I had a nice visit from John Rosman from OPB (Oregon Public Broadcasting) a few weeks ago. He wanted to talk to me about the legacy and impact of the Patterson/Gimlin Film 50 years after it was obtained down in Bluff Creek, CA. We spent a couple hours in my garage looking at the film, talking about the creature and its movements, and looking at casts. He was very interested in the subject, and had read a bit before coming over to do the interview. (Informed reporters do interviews that are much more enjoyable.)
The article he was working on just came out today. There is a video component as well, so be sure to click on the article to check out the interviews of me in my garage, and of Dr. Jeff Meldrum in his lab via Skype.
Film Introducing Bigfoot To World Still Mysterious 50 Years Later
Although it’s been decades since the Patterson-Gimlin film turned a Northwest legend, Bigfoot, into a household name, the footage and stories behind it still remain fascinating 50 years later.
The filmmakers, and namesakes of the film, are two former rodeo men from Yakima County in Washington.

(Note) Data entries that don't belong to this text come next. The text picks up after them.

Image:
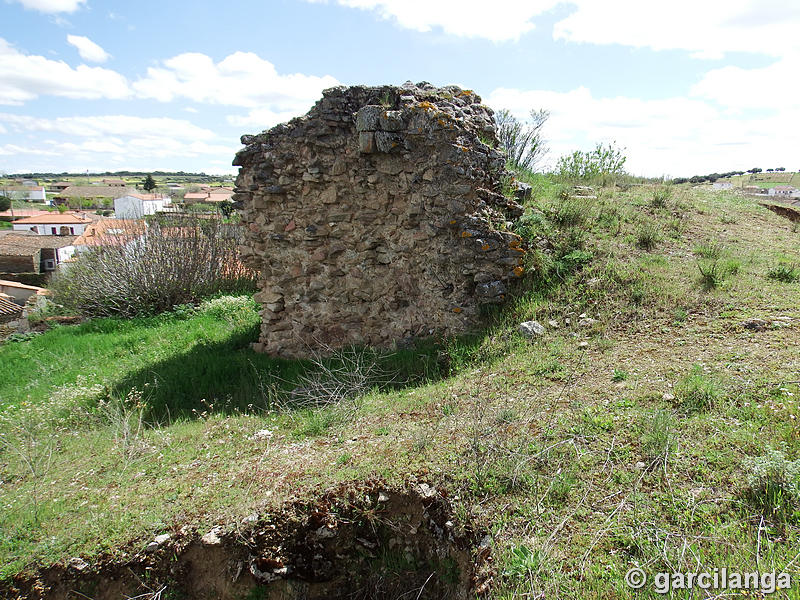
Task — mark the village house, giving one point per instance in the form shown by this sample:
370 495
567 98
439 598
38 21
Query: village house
28 253
20 293
53 224
209 195
782 191
28 193
136 206
15 297
109 232
9 310
14 214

One, Bob Gimlin, still lives there. Roger Patterson died in 1972. They shot the footage off the banks of Bluff Creek in Northern California.
Bigfoot is seen on film for less than one minute, but one frame — 352 — has pretty much become the universal symbol for Sasquatch. And that famous giant walking ape is actually a she; her name is Patty.
But what might be most surprising — after a half century of advancement in film and costume technology — is that this footage has yet to be officially debunked.